THE GEORGE INN, GRETA BRIDGE
Drawn by C. G. Harper

“At eleven we reached a bare place with a house standing alone in the midst of a dreary moor, which the guard informed me was Greta Bridge. I was in a perfect agony of apprehension, for it was fearfully cold, and there were no outward signs of anyone being up in the house; but to our great joy we discovered a comfortable room, with drawn curtains, and a most blazing fire. In half an hour they gave us a smoking supper, and a bottle of mulled port, in which we drank your health, and then retired to a couple of capital bedrooms, in each of which there was a rousing fire half-way up the chimney. We had for breakfast toast, cakes, a Yorkshire pie, a piece of beef about the size and much the shape of my portmanteau, tea, coffee, ham, eggs; and are now going to look about us.”
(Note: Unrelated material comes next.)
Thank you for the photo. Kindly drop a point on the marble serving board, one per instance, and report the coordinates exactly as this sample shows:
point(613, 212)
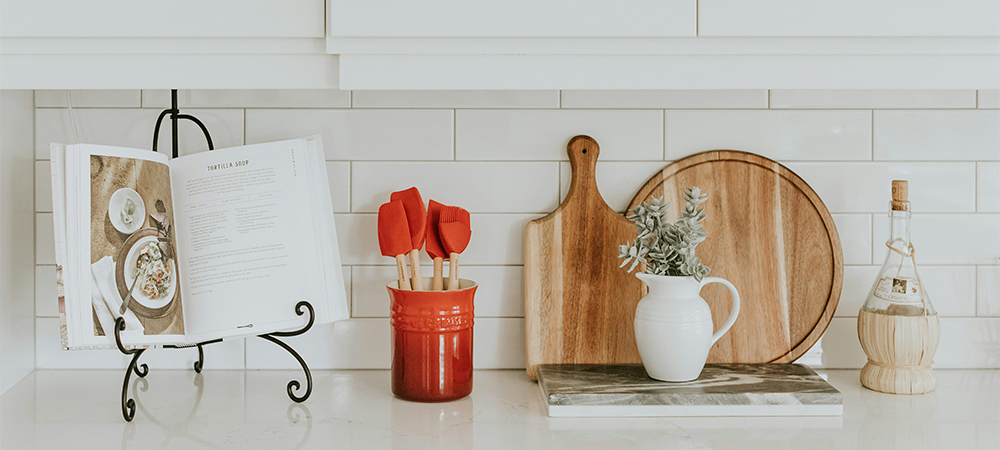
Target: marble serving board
point(625, 390)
Dickens seems to be a little misleading in saying the inn stood on the heath. It was actually in the village by the side of the road. But he apparently got this idea that the house stood “alone in the midst of a dreary moor” well into his mind, for, when using the inn again as the original of the Holly Tree Inn in the charming Christmas story with that name, we find that the bashful man is made to speak of it as being on a bleak wild solitude of the Yorkshire moor. He describes the interior in many whimsical details, perhaps at times a little exaggerated, as, for instance, when he says his bedroom was some quarter of a mile from his huge sitting-room. Next day it was still snowing, and, not knowing what to do, he, in desperation, invited the Boots “to take a chair—and something in a liquid form—and talk” to him. This he did and the delightful story of Mr. and Mrs. Harry Walmers, junior, the chief incidents of which all took place in the same inn, was recalled by the Boots.

But to return to Squeers and his party:

Having run into the tavern to “stretch his legs,” he returned in a few minutes, as, at the same time, there emerged from the yard a rusty, pony-chaise, and a cart, driven by two labouring men. By these conveyances he transported his charges to “the delightful village of Dotheboys” about three miles away.